The team examined brain tissue samples from deceased people with Parkinson’s and compared them with healthy individuals of similar age, and discovered the presence of these groups of proteins in both healthy brains and those who had developed the disease. The main difference between brains with and without disease resided in the size of the “oligomers”, which were larger, brighter and more numerous in samples with disease, suggesting a direct relationship with the progression of this neurodegenerative disorder.
The team also discovered a subclass of these “oligomers” that appeared only in Parkinson’s patients and that could be the first visible markers of the disease, possibly years before symptoms appear.

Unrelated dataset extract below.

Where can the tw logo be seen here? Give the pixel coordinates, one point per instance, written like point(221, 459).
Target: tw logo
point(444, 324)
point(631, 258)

“This method not only gives us a snapshot,” said Montreal Polytechnic scientist Lucien Weiss, who co-led the research, adding that it also provides a complete atlas of protein changes in the brain, and similar technologies could be applied to other neurodegenerative diseases such as Alzheimer’s and Huntington’s disease.
‘Like finding a needle in a haystack’
The researchers stressed that visualizing these groups of proteins was “like finding a needle in a haystack,” but they stressed the significance of the finding, because knowing where they are could be decisive in identifying specific cell types in certain regions of the brain.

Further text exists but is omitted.